Dans son rapport, Moody’s Ratings mentionne trois raisons expliquant sa notation de Baa3. Primo, l’agence observe que le pays montre des signes manifestes d’une forte reprise économique, soutenue par des investissements importants, notamment dans l’immobilier, et que dans le même temps, il fait preuve de résistance face aux chocs externes. Pour 2024, elle s’attend à une croissance de 5,9 % du PIB contre 7 % l’année dernière. Cette estimation est soit dit en passant nettement supérieure aux 4,9 % anticipés par le Fonds monétaire international, mais inférieure aux projections de SBM Insights (6,1 %) et des 6,5 % attendus par Statistics Mauritius, la Banque centrale et Maurice Stratégie.
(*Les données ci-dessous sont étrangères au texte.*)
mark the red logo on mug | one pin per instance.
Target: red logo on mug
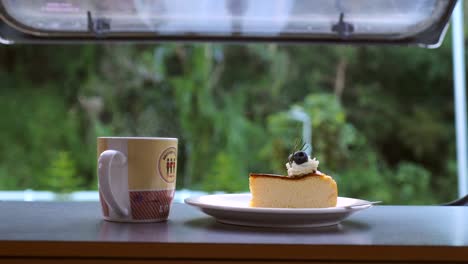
(168, 164)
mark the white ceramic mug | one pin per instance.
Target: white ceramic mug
(137, 177)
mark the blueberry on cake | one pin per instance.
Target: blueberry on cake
(303, 187)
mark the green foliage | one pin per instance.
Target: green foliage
(62, 175)
(382, 117)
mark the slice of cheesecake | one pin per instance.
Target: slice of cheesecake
(314, 190)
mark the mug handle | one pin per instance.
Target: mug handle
(107, 160)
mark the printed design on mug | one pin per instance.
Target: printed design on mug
(168, 164)
(147, 205)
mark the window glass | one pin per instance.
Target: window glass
(307, 18)
(381, 119)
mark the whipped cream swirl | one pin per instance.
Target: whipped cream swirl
(301, 169)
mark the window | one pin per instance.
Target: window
(394, 21)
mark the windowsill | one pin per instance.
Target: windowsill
(74, 230)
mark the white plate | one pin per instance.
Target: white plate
(234, 209)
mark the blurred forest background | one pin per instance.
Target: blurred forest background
(382, 117)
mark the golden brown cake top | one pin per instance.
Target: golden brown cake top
(256, 175)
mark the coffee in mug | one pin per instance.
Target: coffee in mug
(137, 177)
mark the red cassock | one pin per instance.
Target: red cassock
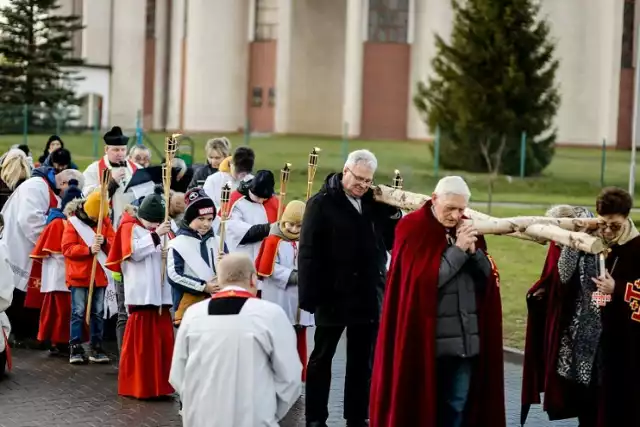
(265, 262)
(403, 384)
(147, 346)
(55, 314)
(34, 298)
(546, 317)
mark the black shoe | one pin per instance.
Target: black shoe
(98, 355)
(76, 356)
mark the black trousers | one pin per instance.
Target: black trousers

Secundo, l’agence note que les indicateurs budgétaires se sont améliorés plus rapidement qu’initialement anticipé grâce à des taux de croissance élevés depuis 2022. Ainsi, le déficit budgétaire sera contenu autour de 3,5 % pour l’année fiscale 2024-2025. D’un autre côté, l’agence remarque que notre dette publique demeure relativement faible par rapport à des pays pairs. Celle-ci sera ramenée autour de 64 % du PIB à fin juin 2025.

Tertio, Moody’s Ratings se dit satisfaite que Maurice ait démontré une certaine capacité à limiter l’impact à long terme des chocs externes en s’appuyant sur des politiques saines. De plus, nos réserves internationales jugées comme étant conséquentes limitent le risque de vulnérabilité externe, malgré les risques persistants des comptes courants. À noter que les derniers chiffres publiés en début de semaine par la Banque centrale indiquent que nos réserves internationales totalisaient 8,19 milliards de dollars.

Malgré ses observations encourageantes, le pays pourrait se retrouver coincé avec cette note de Baa3 pendant un certain temps. Car Moody’s estime que le profil de crédit de Maurice est aligné sur celui des États souverains notés Baa3. Autrement dit, l’on restera au bord du précipice aussi longtemps qu’on ne procédera pas à des réformes structurelles en profondeur qui stimuleront la productivité nationale, permettront au pays de consolider sa base économique et de réaliser des taux de croissance sur la durée qui feront baisser encore un peu plus les ratios de la dette publique. Quand on sait qu’à Maurice, la croissance est essentiellement tirée par la consommation et que l’on peine à développer de nouveaux pôles économiques, on serait tenté de dire que Moody’s ne nous considère plus comme un État souverain appartenant à la catégorie Baa2.

L’agence fait, par ailleurs, comprendre qu’une épée de Damoclès restera suspendue au-dessus de notre tête et que nous sommes vulnérables à un éventuel abaissement de notre note souveraine si jamais l’on ne se retrouve dans une situation de renversement ou de ralentissement du processus d’assainissement budgétaire, qui se traduirait par une stabilisation de la dette publique plus élevée que prévu.

Outre les paramètres économiques, Moody’s Ratings accorde une attention particulière aux questions de gouvernance et de risque politique dans ses évaluations. L’on se rappellera qu’en juillet 2022, l’abaissement de notre note souveraine était intervenu quelques semaines après l’éclatement du scandale de «data capture» à la station d’atterrissage du câble SAFE à Baie-Jacotet. À l’époque, l’agence avait invoqué l’affaiblissement significatif de la qualité et de l’efficacité des institutions et de l’élaboration des politiques comme la raison principale du déclassement.

Autant dire que Maurice demeure sous la surveillance de Moody’s. Clairement, Maurice ne peut plus se permettre tout faux pas grossier au niveau de la politique économique et monétaire, ainsi que toute aggravation du risque politique dans le pays puisque cela signifierait perdre notre Investment grade et voir les investisseurs nationaux privilégier d’autres juridictions.